Growing Up: How Tall Will My Child Be?

Medically reviewed by Laura Marusinec, MD on March 16, 2016Written by Rachel Nall, RN, BSN, CCRN on March 16, 2016
How Tall Will My Child Be

Before your child was even born, you probably wondered about their hair color, eye color, and height. While you can’t predict everything, there are some clues to help you tell how tall your child may be.

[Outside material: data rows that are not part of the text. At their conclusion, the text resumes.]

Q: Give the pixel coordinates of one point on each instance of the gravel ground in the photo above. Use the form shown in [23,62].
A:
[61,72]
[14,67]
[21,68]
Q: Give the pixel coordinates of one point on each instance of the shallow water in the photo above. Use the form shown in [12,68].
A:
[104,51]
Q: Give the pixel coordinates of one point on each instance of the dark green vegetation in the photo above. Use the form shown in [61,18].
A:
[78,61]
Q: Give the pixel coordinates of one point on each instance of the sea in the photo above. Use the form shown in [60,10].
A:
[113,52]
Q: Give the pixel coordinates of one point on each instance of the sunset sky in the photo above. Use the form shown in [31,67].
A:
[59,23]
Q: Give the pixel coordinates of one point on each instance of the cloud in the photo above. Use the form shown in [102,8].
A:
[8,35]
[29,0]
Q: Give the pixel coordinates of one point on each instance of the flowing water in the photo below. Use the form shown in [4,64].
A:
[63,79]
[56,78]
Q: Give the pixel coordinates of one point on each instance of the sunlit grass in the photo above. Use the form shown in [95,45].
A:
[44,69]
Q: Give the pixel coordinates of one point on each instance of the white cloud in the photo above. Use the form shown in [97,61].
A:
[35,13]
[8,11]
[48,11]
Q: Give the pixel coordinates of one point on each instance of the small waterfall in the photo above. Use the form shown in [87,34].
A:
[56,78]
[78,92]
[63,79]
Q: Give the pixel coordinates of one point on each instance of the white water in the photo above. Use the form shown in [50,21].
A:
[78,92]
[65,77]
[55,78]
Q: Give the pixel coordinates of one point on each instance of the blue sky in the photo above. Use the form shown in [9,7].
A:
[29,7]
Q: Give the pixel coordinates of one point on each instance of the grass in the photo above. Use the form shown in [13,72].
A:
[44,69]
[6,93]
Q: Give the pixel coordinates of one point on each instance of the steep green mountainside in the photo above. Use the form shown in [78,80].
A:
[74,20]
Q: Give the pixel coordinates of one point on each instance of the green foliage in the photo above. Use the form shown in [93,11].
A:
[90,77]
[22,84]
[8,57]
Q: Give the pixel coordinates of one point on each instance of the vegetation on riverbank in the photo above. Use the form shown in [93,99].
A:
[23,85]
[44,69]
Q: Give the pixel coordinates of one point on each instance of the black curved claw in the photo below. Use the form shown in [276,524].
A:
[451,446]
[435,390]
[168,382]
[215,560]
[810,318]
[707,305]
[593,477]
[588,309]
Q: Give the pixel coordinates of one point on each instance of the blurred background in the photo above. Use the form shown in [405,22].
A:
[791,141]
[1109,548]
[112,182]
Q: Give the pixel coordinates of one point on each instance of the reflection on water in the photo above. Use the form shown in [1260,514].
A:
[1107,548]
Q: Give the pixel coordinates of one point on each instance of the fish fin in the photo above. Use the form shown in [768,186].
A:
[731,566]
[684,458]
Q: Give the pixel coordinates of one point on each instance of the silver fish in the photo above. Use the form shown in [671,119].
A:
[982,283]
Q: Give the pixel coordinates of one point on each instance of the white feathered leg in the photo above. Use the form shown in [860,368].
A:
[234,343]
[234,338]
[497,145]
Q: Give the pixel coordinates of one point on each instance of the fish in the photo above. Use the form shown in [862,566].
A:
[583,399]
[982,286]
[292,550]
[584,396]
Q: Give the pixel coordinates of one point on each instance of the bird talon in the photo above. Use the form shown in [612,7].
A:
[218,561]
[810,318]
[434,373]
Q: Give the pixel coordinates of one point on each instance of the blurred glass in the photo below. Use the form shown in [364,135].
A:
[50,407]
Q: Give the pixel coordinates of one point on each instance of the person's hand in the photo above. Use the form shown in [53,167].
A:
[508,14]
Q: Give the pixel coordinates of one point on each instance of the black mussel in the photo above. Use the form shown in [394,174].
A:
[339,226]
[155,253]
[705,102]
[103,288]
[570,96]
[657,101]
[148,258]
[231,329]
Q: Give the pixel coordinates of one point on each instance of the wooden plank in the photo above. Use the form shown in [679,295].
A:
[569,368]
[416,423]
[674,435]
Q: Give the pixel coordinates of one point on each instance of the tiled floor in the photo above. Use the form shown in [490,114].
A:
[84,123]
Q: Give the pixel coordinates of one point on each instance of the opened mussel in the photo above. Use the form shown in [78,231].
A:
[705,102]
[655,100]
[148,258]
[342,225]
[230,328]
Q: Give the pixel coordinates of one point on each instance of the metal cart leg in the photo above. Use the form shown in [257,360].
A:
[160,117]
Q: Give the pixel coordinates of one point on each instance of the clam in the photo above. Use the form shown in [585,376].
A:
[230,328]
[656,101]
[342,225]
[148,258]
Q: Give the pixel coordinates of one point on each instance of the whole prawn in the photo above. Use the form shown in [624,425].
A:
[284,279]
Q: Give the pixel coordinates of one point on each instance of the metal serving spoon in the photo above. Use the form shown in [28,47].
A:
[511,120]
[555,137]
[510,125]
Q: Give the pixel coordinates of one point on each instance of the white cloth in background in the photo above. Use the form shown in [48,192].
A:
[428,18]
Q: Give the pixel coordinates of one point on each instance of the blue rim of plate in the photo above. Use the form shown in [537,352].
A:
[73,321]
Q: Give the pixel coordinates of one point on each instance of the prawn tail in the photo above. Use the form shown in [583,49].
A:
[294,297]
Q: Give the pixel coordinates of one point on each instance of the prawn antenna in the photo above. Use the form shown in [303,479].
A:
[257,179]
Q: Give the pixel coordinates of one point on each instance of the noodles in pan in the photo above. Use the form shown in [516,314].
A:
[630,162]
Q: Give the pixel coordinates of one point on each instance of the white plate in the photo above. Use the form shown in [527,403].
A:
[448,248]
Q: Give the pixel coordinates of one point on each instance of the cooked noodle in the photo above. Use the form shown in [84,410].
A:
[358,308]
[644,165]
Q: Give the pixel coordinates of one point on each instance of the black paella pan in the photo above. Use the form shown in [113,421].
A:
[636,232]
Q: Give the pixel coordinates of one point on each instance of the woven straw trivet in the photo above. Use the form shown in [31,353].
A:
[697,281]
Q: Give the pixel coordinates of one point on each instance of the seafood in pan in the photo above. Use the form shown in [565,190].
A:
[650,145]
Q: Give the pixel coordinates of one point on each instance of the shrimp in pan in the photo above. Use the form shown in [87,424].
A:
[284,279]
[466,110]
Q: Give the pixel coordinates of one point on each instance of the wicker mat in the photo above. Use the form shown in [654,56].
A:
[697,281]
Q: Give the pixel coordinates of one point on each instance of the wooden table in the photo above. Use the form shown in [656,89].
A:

What Factors Affect a Child’s Growth?

A number of factors go into determining how tall your child will be. Some of these are:

Gender

Boys tend to be taller than girls.

Genetic Factors

A person’s height tends to run in families. Most people in a certain family will grow at similar rates and be of similar height. However, this isn’t to say short parents may not have an extremely tall child.

Health Status

If a child has certain medical conditions, it can affect their growth. One example is Marfan syndrome, a genetic disorder that causes those who have it to be unusually tall. Conditions that may cause a child to be shorter include arthritis, celiac disease, and cancers. Also, children who took certain medicines, like corticosteroids used over a long period of time, may not grow as tall.

Nutrition

Overweight children will often be taller, while underweight or malnourished children may be shorter. However, this doesn’t always predict a child’s ultimate height.

What Are Some Methods to Predict How Tall a Child Could Be?

There are several formulas that can estimate how tall a child might be. While none have been proven to definitely predict your child’s height, they can help give you a rough estimate.

Height at Young Age Method

For boys, double your son’s height at age 2. For girls, double your child’s height at 18 months.

Example: A girl is 31 inches at age 18 months. 31 doubled = 62 inches, or 5 feet, 2 inches tall.

Mother and Father’s Height Average

Calculate the mother and father’s height in inches and add them together. Add 5 inches for a boy or subtract 5 inches for a girl, to this total. Divide the remaining number by two.

Example: A boy’s mother is 5 feet, 6 inches tall (66 inches), while the father is 6 feet tall (72 inches):

  • 66 + 72 = 138 inches
  • 138 + 5 inches for a boy = 143
  • 143 divided by 2 = 71.5 inches

The boy will be an estimated 5 feet, 10 inches tall. The results are usually within 4 inches, plus or minus.

Bone Age X-Ray

A doctor can take an X-ray of your child’s hand and wrist. This X-ray can show the growth plates of a child’s bones. As a child ages, the growth plates become thinner. When a child is finished growing, the growth plates will disappear. A doctor can use a bone age study to determine how much longer, and taller, a child may grow.

When Will My Child Stop Growing?

Girls and boys will typically experience a significant growth spurt in puberty.

This occurs at different ages for each gender. According to Nemours, girls usually begin puberty between ages 8 and 13. During this time, they will start growing breasts and begin getting their periods. Boys will typically begin puberty between ages 9 and 14.

Because girls tend to hit their growth spurts first, they tend to stop growing at a younger age, usually around age 16. Boys will often continue to grow until age 18.

However, children grow at different rates. How long a child may grow can depend upon when they go through puberty. If a child goes through puberty later than most children their age, they may grow until a later age as well.

When Should I Be Concerned About My Child’s Growth?

If you’re worried your child may not be growing at an expected rate, talk to their doctor.

They can show you a growth chart of average growth, given your child’s age and gender. Your child’s doctor can use a chart to plot their growth. If your child has suddenly seemed to slow in growth or is much below the average growth curve, your child’s doctor may refer you to an endocrinologist. This doctor specializes in hormones, including growth hormones that play a role in how tall your child is. If your child’s doctor is concerned that your child may have a genetic condition, they may refer you to a genetic specialist.

Examples of factors that affect your child’s growth include:

  • absorption issues with food
  • kidney disorders
  • overeating and nutritional status
  • thyroid disorders
  • growth hormone disorders
  • heart or lung disorders

An endocrinologist can test your child’s blood and perform other tests to determine what factors may affect their growth.

The Takeaway

If you’re concerned about your child’s growth, it’s important to seek medical care before they complete puberty, as they will usually stop growing after that time. Treatments may be available for children who are not growing as expected. If you have concerns, your child’s pediatrician is an excellent place to start.